In the Stellar 4 trial, single-agent Xyotax resulted in comparable survival to gemcitabine or vinorelbine in first-line patients and, with the exception of neuropathy known to be associated with taxane therapy, demonstrated significant reduction in several clinically meaningful toxicities, such as severe neutropenia and infection, and in the requirement for transfusions and use of haematopoietic growth factor support. In addition to improved tolerability, Xyotax offered more convenient administration compared to currently used treatments and a reduction in overall utilization of medical resources compared to gemcitabine or vinorelbine.
The application will be formally reviewed for validation by the end of March. Upon validation, the marketing approval review process begins, which generally takes 15 to 18 months, the company informed.
"This is an important milestone for CTI and demonstrates our commitment to bring Xyotax to this underserved group of patients. Currently, there are no approved treatments for first-line use in PS2 patients with non-small cell lung cancer. Every day counts when treating patients who may have an average life expectancy of only six months, so quality of life and less time in the doctor's office or hospital are important benefits for these patients," said James A. Bianco, president and CEO, CTI. "We appreciate the efforts of all the people who made this submission possible, especially the investigators and patients who participated in the clinical trials."
CTI also has an ongoing phase III clinical trial, in conjunction with the Gynaecologic Oncology Group (GOG), studying Xyotax as monthly maintenance treatment in ovarian cancer.
Xyotax (paclitaxel poliglumex, CT-2103) is an investigational, biologically enhanced, chemotherapeutic that links paclitaxel, the active ingredient in Taxol, to a biodegradable polyglutamate polymer, which results in a new chemical entity. When bound to the polymer, the chemotherapy is rendered inactive, potentially sparing normal tissue's exposure to high levels of unbound, active chemotherapy and its associated toxicities. Blood vessels in tumour tissue, unlike blood vessels in normal tissue, are porous to molecules like polyglutamate. Based on preclinical studies, it appears that Xyotax is preferentially distributed to tumours due to their leaky blood vessels and trapped in the tumour bed allowing significantly more of the dose of chemotherapy to localize in the tumour than with standard paclitaxel. Once inside the tumour cell, enzymes metabolize the protein polymer, releasing the paclitaxel chemotherapy. Preclinical and clinical studies support that Xyotax metabolism by lung cancer cells may be influenced by oestrogen, which could lead to enhanced release of paclitaxel and efficacy in women with lung cancer compared to standard therapies.

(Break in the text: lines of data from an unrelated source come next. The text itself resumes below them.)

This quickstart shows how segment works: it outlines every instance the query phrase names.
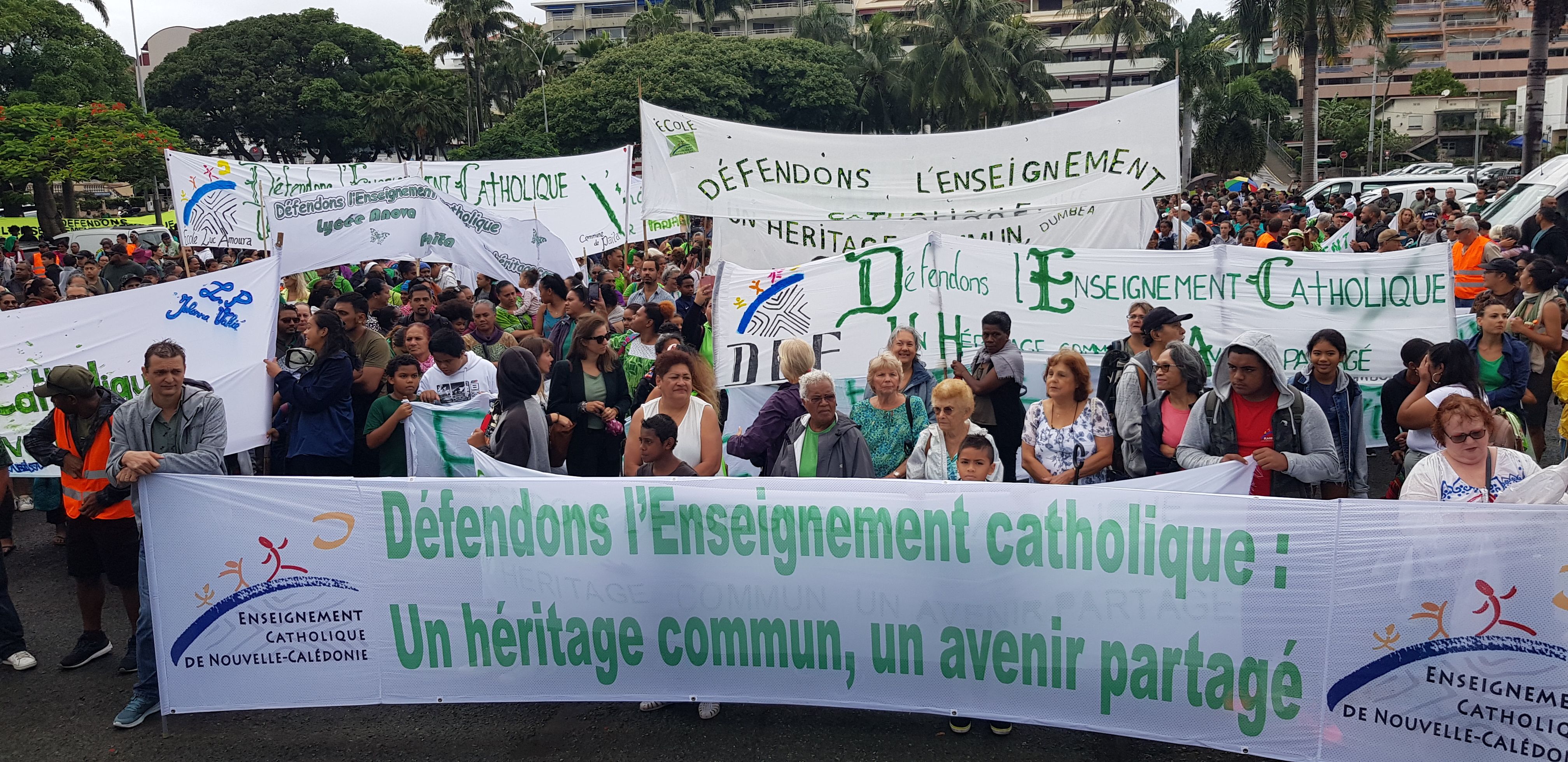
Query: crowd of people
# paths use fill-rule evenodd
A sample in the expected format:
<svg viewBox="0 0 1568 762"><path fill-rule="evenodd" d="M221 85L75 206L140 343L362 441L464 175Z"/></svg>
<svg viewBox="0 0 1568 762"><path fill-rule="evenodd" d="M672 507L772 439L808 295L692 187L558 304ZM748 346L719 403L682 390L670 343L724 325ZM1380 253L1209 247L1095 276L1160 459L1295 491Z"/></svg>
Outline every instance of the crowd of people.
<svg viewBox="0 0 1568 762"><path fill-rule="evenodd" d="M1540 470L1548 401L1568 395L1568 301L1559 287L1568 248L1559 249L1554 202L1543 202L1530 229L1490 230L1475 216L1485 196L1466 210L1450 198L1391 215L1375 199L1355 207L1330 198L1317 210L1300 196L1198 193L1165 202L1170 212L1151 248L1316 251L1352 213L1347 256L1449 245L1457 301L1475 312L1479 332L1403 347L1405 373L1383 386L1380 422L1400 478L1377 497L1490 502ZM11 298L0 306L185 276L191 252L176 241L119 238L91 254L0 257ZM254 259L209 254L210 270ZM83 632L60 666L114 651L102 621L107 580L119 588L132 632L121 671L138 674L114 724L130 728L157 712L143 506L132 489L140 477L403 477L414 401L459 405L489 394L472 447L574 477L713 477L724 474L728 455L770 477L1096 484L1243 461L1254 495L1369 497L1363 392L1344 370L1348 348L1339 331L1323 328L1300 347L1308 367L1295 373L1267 331L1237 336L1210 365L1185 343L1193 315L1145 301L1131 304L1127 334L1107 342L1098 383L1088 359L1068 348L1029 378L1002 310L982 318L967 362L935 368L922 359L920 334L894 328L886 348L866 359L856 379L866 394L848 409L812 347L787 339L778 347L786 383L750 425L724 437L729 406L713 373L709 262L698 223L690 237L612 249L571 276L528 271L517 282L478 276L466 285L442 263L408 260L290 274L279 288L276 356L263 361L274 392L271 444L245 466L224 456L223 400L185 378L185 353L174 343L147 347L147 386L133 400L99 386L86 368L50 368L33 392L50 400L52 414L24 444L61 470L58 480L31 480L30 494L56 524L77 582ZM1025 403L1030 390L1038 400ZM8 466L3 448L0 466ZM9 552L9 477L0 488L0 552ZM38 662L3 582L0 561L0 662L31 668ZM718 710L698 707L702 718ZM999 723L993 729L1007 732ZM953 731L967 731L967 721L953 720Z"/></svg>

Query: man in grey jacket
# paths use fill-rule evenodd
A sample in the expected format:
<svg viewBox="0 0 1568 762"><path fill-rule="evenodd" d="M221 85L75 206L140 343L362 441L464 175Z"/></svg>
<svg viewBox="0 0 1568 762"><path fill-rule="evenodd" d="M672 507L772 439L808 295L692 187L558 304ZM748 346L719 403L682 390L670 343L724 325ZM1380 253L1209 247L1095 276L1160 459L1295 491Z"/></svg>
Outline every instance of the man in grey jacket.
<svg viewBox="0 0 1568 762"><path fill-rule="evenodd" d="M114 411L108 450L113 486L130 489L147 474L224 474L229 442L223 398L201 381L185 379L185 350L163 340L147 347L141 375L147 389ZM158 660L152 646L152 605L147 601L147 541L141 541L141 616L136 619L136 685L130 704L114 717L114 728L135 728L158 710Z"/></svg>
<svg viewBox="0 0 1568 762"><path fill-rule="evenodd" d="M1273 337L1237 336L1214 364L1214 389L1192 406L1176 463L1201 469L1253 456L1254 495L1314 497L1314 486L1344 481L1323 409L1290 387Z"/></svg>
<svg viewBox="0 0 1568 762"><path fill-rule="evenodd" d="M877 478L872 450L859 423L839 412L833 376L812 370L800 376L806 414L784 430L784 447L768 474L775 477Z"/></svg>

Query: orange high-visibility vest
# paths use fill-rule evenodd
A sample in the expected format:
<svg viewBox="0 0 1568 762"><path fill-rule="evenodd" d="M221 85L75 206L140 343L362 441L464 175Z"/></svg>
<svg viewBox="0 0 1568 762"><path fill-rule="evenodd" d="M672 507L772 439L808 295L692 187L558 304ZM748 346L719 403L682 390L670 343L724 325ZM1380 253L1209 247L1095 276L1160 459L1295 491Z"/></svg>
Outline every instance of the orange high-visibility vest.
<svg viewBox="0 0 1568 762"><path fill-rule="evenodd" d="M55 445L66 450L77 458L82 458L82 475L72 477L63 469L60 472L60 492L66 503L66 516L75 519L82 516L82 500L89 494L97 492L108 486L108 445L110 445L110 425L114 422L113 415L103 422L99 428L97 436L93 437L93 447L88 447L88 453L82 455L77 452L77 437L71 431L71 422L66 420L66 414L55 408ZM130 508L130 499L121 500L114 505L103 506L94 519L129 519L136 513Z"/></svg>
<svg viewBox="0 0 1568 762"><path fill-rule="evenodd" d="M1454 249L1450 256L1454 257L1454 298L1457 299L1474 299L1480 292L1486 290L1486 284L1482 282L1482 254L1486 249L1486 238L1480 235L1471 241L1466 248L1460 241L1454 241Z"/></svg>

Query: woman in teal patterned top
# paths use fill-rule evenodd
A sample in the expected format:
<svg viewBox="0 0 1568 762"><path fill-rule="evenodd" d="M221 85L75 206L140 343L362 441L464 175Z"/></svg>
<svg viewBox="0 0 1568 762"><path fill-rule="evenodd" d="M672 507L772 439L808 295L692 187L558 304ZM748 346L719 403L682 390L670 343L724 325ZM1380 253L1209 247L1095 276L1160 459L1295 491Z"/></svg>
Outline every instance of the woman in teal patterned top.
<svg viewBox="0 0 1568 762"><path fill-rule="evenodd" d="M919 397L903 394L903 364L889 353L872 357L866 372L867 397L850 409L850 419L866 434L872 450L872 469L878 478L903 477L903 461L925 428L925 403Z"/></svg>

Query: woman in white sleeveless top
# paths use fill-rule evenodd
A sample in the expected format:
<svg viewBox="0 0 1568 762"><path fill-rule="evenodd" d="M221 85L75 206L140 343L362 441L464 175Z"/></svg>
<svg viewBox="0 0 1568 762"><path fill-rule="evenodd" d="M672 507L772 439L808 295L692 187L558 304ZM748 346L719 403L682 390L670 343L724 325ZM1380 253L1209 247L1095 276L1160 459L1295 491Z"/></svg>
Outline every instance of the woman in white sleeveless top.
<svg viewBox="0 0 1568 762"><path fill-rule="evenodd" d="M632 414L626 433L622 475L637 475L637 467L643 464L637 445L643 433L643 420L660 412L676 422L679 431L676 434L676 458L691 466L699 477L718 474L724 456L718 411L702 398L691 395L691 356L676 348L665 350L654 361L654 383L659 384L659 397L648 400Z"/></svg>

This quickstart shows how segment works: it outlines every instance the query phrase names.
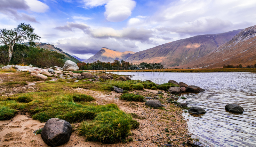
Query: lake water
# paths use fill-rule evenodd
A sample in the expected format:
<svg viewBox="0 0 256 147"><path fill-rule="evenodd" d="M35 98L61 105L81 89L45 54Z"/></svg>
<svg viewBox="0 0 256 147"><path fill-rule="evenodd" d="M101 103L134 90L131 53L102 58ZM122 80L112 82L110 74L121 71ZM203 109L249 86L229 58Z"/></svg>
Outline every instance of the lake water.
<svg viewBox="0 0 256 147"><path fill-rule="evenodd" d="M207 112L199 116L184 113L189 130L206 146L256 146L256 73L116 73L134 76L132 80L150 80L161 84L172 80L205 89L199 93L182 94L187 98L178 101L191 101ZM242 114L226 111L225 106L236 104L243 107Z"/></svg>

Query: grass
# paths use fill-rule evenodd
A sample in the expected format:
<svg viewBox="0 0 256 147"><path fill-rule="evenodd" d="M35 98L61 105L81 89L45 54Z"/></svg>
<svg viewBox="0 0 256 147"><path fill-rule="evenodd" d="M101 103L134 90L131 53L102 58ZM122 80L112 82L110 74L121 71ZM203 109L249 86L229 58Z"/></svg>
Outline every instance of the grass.
<svg viewBox="0 0 256 147"><path fill-rule="evenodd" d="M141 95L136 95L133 93L124 93L120 97L120 99L129 101L144 102L144 98Z"/></svg>

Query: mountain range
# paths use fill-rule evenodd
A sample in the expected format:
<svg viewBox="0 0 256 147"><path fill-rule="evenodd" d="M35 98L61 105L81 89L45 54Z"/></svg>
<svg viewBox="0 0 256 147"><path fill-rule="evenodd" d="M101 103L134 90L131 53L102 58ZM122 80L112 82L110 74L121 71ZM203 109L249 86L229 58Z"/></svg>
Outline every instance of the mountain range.
<svg viewBox="0 0 256 147"><path fill-rule="evenodd" d="M115 60L126 61L127 58L135 53L131 51L120 52L102 48L100 51L87 60L83 61L85 63L92 63L99 60L104 62L113 62Z"/></svg>

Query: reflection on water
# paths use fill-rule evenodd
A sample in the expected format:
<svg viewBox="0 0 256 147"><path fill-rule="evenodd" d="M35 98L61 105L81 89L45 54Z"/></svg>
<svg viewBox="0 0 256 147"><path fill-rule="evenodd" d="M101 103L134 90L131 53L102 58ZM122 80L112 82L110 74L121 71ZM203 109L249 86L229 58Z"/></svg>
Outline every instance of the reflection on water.
<svg viewBox="0 0 256 147"><path fill-rule="evenodd" d="M173 80L205 89L199 93L184 93L180 102L191 101L188 105L204 108L207 113L188 116L184 114L189 130L202 144L214 146L256 146L256 73L241 72L150 73L121 72L134 76L132 79L150 80L156 83ZM242 114L226 111L228 103L243 107Z"/></svg>

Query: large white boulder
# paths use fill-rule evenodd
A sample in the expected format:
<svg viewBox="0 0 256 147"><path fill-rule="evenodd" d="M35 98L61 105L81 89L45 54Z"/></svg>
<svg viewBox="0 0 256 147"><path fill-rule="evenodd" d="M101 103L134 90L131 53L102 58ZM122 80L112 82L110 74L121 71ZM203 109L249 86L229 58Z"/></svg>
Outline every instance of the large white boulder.
<svg viewBox="0 0 256 147"><path fill-rule="evenodd" d="M68 71L77 71L79 70L79 68L75 62L70 60L67 60L65 62L63 70Z"/></svg>

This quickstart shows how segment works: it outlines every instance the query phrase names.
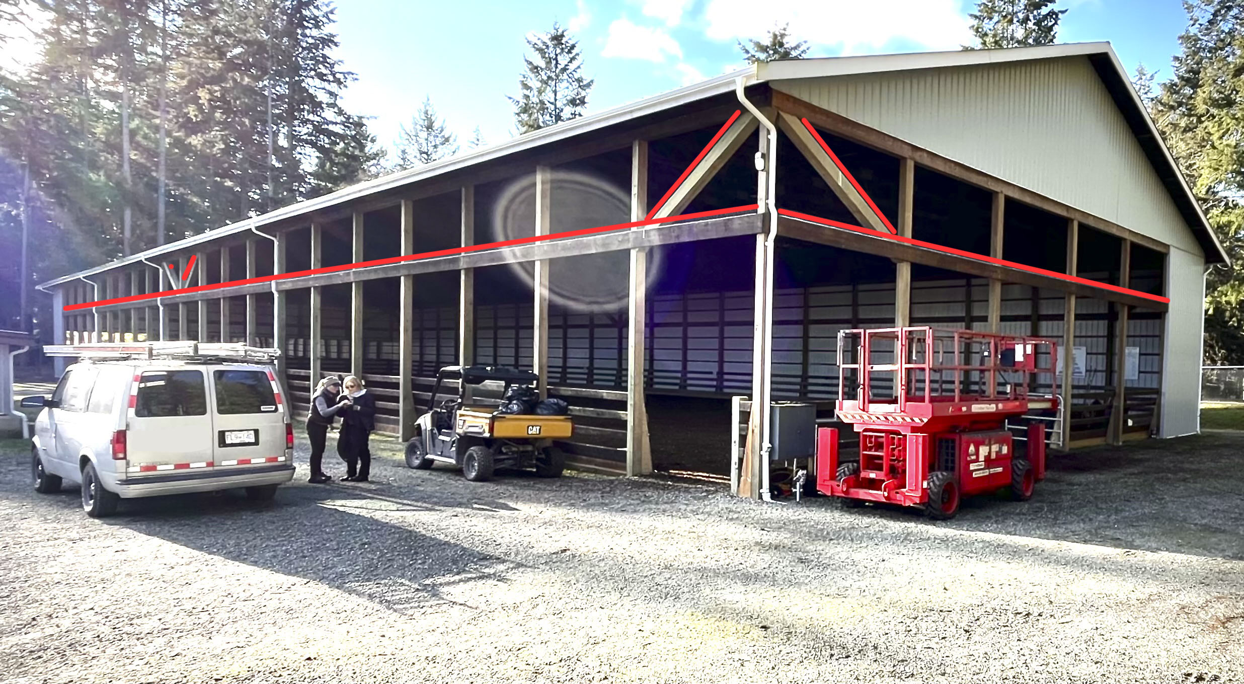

Completed in 2005, the Stellar trials were among the largest randomised, phase III trials in either second-line NSCLC or first-line PS2 NSCLC patients. Stellar 2 tested Xyotax versus docetaxel for the potential second-line treatment of NSCLC patients. Stellar 3 tested carboplatin in combination with either Xyotax or paclitaxel for the potential first-line treatment of PS2 patients with NSCLC. Stellar 4 tested Xyotax versus either gemcitabine or vinorelbine for the potential first-line treatment of PS2 patients with NSCLC.